The Swiss are renowned as thrifty, financially-conservative people. A new study by the University if St Gallen shows that gold now rates equally with real estate as their most preferred investment.

How well can investors expect to do out of it?

Gold price targets for 2030

Stoferle and Valek say that if global money supply growth is about the same as in the past they expect to see gold priced at about $4,800 at the end of this decade. If money supply expands faster — at the same average rate as it did in the Seventies — their model suggests a gold price of $8,900 by 2030.

Silver should do relatively even better. ‘There has rarely been a better time for the prudent and clever contrarian investors to invest in silver than now.”

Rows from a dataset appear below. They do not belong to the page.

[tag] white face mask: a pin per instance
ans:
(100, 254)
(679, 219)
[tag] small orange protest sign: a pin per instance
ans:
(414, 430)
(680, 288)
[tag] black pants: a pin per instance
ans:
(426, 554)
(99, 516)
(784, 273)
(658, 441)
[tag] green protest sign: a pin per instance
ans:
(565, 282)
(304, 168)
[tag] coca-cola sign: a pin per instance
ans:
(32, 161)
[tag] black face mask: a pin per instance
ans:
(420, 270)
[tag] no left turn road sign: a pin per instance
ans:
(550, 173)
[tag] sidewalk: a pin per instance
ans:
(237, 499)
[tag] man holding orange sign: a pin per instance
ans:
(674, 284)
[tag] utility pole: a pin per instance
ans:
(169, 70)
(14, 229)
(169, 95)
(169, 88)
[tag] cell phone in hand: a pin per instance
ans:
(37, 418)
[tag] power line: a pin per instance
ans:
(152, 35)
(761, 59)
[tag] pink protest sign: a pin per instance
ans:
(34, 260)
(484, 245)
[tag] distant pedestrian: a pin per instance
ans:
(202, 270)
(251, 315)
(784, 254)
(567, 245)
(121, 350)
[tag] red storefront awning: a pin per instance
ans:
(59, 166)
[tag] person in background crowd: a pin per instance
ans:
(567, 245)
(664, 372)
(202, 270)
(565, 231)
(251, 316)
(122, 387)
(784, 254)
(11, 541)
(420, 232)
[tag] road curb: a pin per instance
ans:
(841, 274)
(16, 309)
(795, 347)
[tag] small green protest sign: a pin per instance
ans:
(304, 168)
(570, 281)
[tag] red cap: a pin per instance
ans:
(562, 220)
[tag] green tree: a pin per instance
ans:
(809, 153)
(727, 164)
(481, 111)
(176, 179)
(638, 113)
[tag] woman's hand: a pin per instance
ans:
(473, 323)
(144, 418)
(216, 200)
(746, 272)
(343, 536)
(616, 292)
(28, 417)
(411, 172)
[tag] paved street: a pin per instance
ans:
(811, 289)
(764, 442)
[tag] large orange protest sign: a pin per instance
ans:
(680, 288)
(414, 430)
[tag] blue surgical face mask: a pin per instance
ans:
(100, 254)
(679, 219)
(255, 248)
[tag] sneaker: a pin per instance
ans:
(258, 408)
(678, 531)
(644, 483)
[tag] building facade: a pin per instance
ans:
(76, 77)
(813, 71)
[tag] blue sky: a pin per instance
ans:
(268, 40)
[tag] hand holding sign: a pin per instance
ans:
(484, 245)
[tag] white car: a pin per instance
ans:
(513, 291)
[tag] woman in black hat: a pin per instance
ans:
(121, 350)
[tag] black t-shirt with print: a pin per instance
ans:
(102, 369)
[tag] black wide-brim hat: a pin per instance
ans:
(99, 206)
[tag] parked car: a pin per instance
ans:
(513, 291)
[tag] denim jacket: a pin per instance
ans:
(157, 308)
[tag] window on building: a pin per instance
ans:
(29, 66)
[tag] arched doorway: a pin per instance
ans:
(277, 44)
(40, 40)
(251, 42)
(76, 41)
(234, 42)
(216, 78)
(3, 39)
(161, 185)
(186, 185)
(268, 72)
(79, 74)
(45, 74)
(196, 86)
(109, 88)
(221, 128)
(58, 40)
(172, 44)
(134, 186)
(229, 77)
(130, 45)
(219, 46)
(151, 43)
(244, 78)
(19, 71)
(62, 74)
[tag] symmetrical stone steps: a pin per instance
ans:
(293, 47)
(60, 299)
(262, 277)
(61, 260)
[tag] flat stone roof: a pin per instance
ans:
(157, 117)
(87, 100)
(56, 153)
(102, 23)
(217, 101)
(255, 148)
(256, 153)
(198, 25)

However, a final word of caution… Gold has been rising strongly for some time, even reaching new all-time highs in almost all currencies. As optimism is already quite elevated, the Incrementum analysts say “the short-term upside potential is limited” and “a temporary correction would not surprise us.”

If that happens, it will be great, offering a useful opportunity to plan your buying of physical metal (bullion coins and bars), paper gold (exchange-traded funds), and the shares of precious-metals mining companies.

Update on SID: the Self-Inflicted Disaster

It’s becoming increasingly clear that what I call SID – the Self-Inflicted Disaster of anti-pandemic policies – is a terrible price the world is paying, in terms of consequent unnecessary deaths, destruction of businesses and human suffering.

Most people are not yet aware of this because of the media obsession with the mounting numbers of deaths blamed on the virus. Those deaths, sad as they are, are almost never placed in perspective – relative to population, relative to infection/death ratios of other countries, relative to mortality from other infections such as influenza.

Here are some examples:

► Although Covid-19 is now blamed for fewer than half a million deaths worldwide. A wave of common influenza killed 1½ million in 2017-18. I don’t remember governments in a panic shutting down their economies then.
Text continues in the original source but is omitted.